The exposure of detailed system and configuration information can significantly aid attackers in reconnaissance activities, enabling them to identify software versions, plugins, and API keys that may have other vulnerabilities or misconfigurations. This can lead to targeted attacks such as privilege escalation, code injection, or data breaches. Organizations using the Gravity SMTP plugin are at risk of having their internal environment details leaked to unauthorized parties, which compromises confidentiality and increases the attack surface. The exposure of API keys and tokens is particularly critical as it may allow attackers to impersonate legitimate services or gain unauthorized access to other integrated systems. Although the vulnerability does not directly affect system integrity or availability, the information disclosure can be a stepping stone for more severe attacks. The risk is amplified for organizations with sensitive data or critical infrastructure running WordPress sites with this plugin installed. Attackers do not need any credentials or user interaction, making the threat accessible to any remote adversary scanning for vulnerable endpoints.

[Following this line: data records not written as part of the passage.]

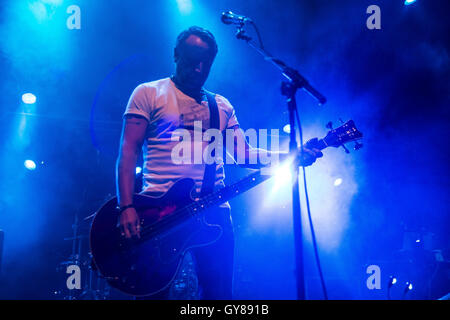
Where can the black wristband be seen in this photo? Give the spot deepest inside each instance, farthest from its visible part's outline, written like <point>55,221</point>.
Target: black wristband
<point>121,209</point>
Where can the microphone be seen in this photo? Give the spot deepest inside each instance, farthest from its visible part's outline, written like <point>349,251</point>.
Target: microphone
<point>231,18</point>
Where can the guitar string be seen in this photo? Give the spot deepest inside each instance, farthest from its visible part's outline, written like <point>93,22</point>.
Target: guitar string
<point>198,206</point>
<point>191,209</point>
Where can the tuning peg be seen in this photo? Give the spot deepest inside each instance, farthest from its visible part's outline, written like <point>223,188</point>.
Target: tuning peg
<point>358,145</point>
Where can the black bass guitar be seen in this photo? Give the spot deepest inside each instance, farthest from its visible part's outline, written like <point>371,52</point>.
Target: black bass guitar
<point>170,225</point>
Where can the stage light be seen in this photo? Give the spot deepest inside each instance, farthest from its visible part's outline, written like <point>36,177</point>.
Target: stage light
<point>408,2</point>
<point>409,286</point>
<point>392,281</point>
<point>287,128</point>
<point>52,2</point>
<point>28,98</point>
<point>185,6</point>
<point>30,165</point>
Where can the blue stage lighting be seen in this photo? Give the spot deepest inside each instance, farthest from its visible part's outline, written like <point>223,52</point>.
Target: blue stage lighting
<point>28,98</point>
<point>337,182</point>
<point>408,2</point>
<point>287,128</point>
<point>185,6</point>
<point>30,165</point>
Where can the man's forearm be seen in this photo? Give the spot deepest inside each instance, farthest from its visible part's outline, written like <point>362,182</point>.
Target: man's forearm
<point>125,177</point>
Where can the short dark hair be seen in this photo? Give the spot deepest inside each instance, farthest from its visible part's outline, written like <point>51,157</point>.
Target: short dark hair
<point>202,33</point>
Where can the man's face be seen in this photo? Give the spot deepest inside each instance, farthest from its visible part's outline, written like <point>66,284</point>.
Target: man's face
<point>193,62</point>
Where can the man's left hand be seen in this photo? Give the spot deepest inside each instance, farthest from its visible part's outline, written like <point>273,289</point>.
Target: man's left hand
<point>309,156</point>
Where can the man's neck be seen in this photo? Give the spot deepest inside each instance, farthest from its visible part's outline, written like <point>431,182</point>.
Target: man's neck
<point>195,93</point>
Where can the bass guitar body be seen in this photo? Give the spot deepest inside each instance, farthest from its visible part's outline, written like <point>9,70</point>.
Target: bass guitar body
<point>146,265</point>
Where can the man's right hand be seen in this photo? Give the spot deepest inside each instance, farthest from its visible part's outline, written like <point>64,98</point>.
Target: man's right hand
<point>129,223</point>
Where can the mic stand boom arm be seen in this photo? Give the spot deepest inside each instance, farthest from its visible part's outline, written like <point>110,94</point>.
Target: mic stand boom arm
<point>289,88</point>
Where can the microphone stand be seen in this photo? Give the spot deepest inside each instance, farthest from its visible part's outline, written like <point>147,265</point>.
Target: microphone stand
<point>294,81</point>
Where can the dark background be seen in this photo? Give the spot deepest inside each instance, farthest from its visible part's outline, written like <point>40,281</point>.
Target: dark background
<point>393,82</point>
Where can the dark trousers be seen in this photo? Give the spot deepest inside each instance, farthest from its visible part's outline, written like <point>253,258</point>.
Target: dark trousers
<point>214,262</point>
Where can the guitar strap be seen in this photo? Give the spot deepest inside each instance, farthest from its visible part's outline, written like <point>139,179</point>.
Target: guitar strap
<point>209,178</point>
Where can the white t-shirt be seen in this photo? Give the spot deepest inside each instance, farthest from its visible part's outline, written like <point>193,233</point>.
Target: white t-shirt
<point>166,109</point>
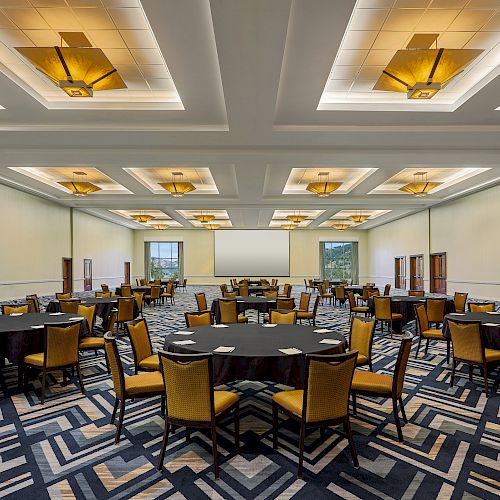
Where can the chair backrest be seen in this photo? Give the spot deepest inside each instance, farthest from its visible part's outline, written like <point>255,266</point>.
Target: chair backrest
<point>383,308</point>
<point>460,300</point>
<point>198,318</point>
<point>435,309</point>
<point>155,291</point>
<point>328,380</point>
<point>140,340</point>
<point>282,318</point>
<point>305,298</point>
<point>467,340</point>
<point>15,309</point>
<point>88,312</point>
<point>33,303</point>
<point>201,301</point>
<point>126,308</point>
<point>188,386</point>
<point>69,306</point>
<point>61,344</point>
<point>482,307</point>
<point>401,363</point>
<point>115,363</point>
<point>228,311</point>
<point>422,318</point>
<point>361,335</point>
<point>285,304</point>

Immediate mitigation should include disabling or restricting access to the vulnerable REST API endpoint /wp-json/gravitysmtp/v1/tests/mock-data until a patch is available. This can be done by implementing custom permission callbacks that enforce authentication and authorization checks or by using web application firewalls (WAFs) to block unauthenticated requests to this endpoint. Administrators should audit their WordPress installations for the Gravity SMTP plugin and upgrade to a patched version once released by RocketGenius. In the absence of an official patch, applying temporary code-level fixes such as modifying the plugin to require proper permissions on the REST endpoint is recommended. Additionally, organizations should rotate any API keys or tokens that may have been exposed due to this vulnerability. Monitoring web server logs for suspicious access patterns to the REST API endpoint can help detect exploitation attempts. Regular security assessments and plugin updates should be enforced to prevent similar issues. Finally, limiting plugin usage to trusted administrators and minimizing plugin footprint reduces exposure.